I think this takes the biscuit.
It's fine for Apple to disagree with the EU but to 'comply' with a requirement that expressly goes against anti-steering tactics by imposing a seperate system that effectively imposes the same financial burden on developers under a different name is not engaging in good faith efforts.
Apple is really earning itself a bad name here.
A law that requires Apple to allow free linking to outside payments undermines the entire App Store business model.
This would be like a government deciding that Amazon is so big that nobody can realistically compete with them so they should be forced to allow people to list products on Amazon that link to their own stores without paying Amazon anything.
These arguments have been justified due to Apple having exclusive control of the platform but in the EU they already allowed 3rd party stores and they allow certain companies to operate exclusively controlled stores.
It's the biggest companies that are trying to take advantage of this. Microsoft owns Minecraft and Candy Crush, they could drop in-app purchases, link out to a Microsoft payment portal to topup coins in their accounts. Apple has to curate 1.5 billion customers and direct their traffic to Microsoft games without receiving anything in return. That's not a justified ruling.
If they want to make a fairer ruling to make the system more competitive like lower fees so be it but destroying their business model entirely is not the way to go about it and just serves as another example of technologically illiterate public officials wrecking businesses. They have no right to dictate to a company that they should offer a service to competing billion-dollar companies for free. It's high time the EU Commission had some 3rd party oversight because their interference in business is getting way out of control. Handling B2C issues is fair enough like data privacy concerns but they have no right to pick winners in B2B issues.
"The New Business Terms do not comply with Article 5(4) of Regulation (EU)2022/1925(57) The Commission finds that Apple, with the New Business Terms, does not complywith Article 5(4) of Regulation (EU) 2022/1925, since those terms (i) restrict the appdevelopers’ ability to communicate and promote offers in the app regardless ofwhether, for that purpose, they use the App Store; and (ii) do not allow appdevelopers to conclude contracts “free of charge” and instead impose a fee for steered transactions, without merely seeking a remuneration for facilitating the initialacquisition of the end user by the app developer. The Commission’s reasoning insupport of each of these findings are set out in the subsections below
..."
Like I said, Apple is free to disagree but this is clear 'malicious compliance' to my mind and doubling down on the practice won't do it any favours.

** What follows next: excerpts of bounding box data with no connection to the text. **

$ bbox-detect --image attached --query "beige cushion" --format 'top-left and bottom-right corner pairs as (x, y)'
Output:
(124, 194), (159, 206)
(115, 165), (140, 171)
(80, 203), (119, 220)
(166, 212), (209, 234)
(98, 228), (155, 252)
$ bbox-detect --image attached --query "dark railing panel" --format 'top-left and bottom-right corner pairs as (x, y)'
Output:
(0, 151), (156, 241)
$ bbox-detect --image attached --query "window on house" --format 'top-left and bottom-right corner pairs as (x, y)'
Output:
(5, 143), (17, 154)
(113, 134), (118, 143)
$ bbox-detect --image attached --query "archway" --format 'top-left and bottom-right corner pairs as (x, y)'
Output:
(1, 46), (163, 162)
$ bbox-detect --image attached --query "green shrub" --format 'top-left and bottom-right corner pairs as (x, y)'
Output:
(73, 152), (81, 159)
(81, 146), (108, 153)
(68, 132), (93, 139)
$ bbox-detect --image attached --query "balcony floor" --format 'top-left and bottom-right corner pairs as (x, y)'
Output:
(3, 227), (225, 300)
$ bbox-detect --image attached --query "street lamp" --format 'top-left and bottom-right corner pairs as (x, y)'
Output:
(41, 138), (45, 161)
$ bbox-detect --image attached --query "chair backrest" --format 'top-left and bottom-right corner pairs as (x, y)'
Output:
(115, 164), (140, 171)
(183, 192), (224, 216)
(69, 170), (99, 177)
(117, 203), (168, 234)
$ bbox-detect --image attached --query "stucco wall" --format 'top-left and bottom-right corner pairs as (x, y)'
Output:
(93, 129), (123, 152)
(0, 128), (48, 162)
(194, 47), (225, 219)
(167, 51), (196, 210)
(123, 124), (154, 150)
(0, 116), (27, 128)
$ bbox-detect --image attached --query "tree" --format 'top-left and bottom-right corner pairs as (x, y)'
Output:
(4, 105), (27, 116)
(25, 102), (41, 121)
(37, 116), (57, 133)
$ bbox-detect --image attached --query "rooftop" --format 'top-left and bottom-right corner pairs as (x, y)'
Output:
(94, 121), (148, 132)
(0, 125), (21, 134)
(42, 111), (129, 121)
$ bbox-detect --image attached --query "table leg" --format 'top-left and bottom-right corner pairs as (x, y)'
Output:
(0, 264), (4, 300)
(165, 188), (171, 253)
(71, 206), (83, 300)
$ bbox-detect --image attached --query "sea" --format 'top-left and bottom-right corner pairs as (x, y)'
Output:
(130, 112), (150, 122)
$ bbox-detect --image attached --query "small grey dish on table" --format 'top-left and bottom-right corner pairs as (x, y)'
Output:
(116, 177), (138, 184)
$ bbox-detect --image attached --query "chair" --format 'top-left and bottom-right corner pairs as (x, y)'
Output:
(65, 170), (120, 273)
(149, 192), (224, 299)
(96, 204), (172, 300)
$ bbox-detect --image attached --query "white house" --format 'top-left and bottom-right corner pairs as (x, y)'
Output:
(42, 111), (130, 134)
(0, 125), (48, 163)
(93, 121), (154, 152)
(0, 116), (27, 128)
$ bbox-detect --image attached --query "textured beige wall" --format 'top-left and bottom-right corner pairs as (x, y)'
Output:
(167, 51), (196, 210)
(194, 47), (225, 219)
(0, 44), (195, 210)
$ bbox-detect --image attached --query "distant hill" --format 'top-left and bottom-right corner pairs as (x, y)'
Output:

Whether we like the law, think it is unfair or is detrimental to Apple's business model or don't agree with the reasoning, isn't the point here.
As for the 'business model' itself, Apple is lucky this regulation didn't pre-date it's current setup as in that case it would have never existed in its clearly anti-competition state in the first place. Apple has had an easy multi-billion dollar ride up to now.
It laughed all the way to the bank (and into the Paradise Papers).
Now things will have to change, but I can understand why Apple does not want things to change.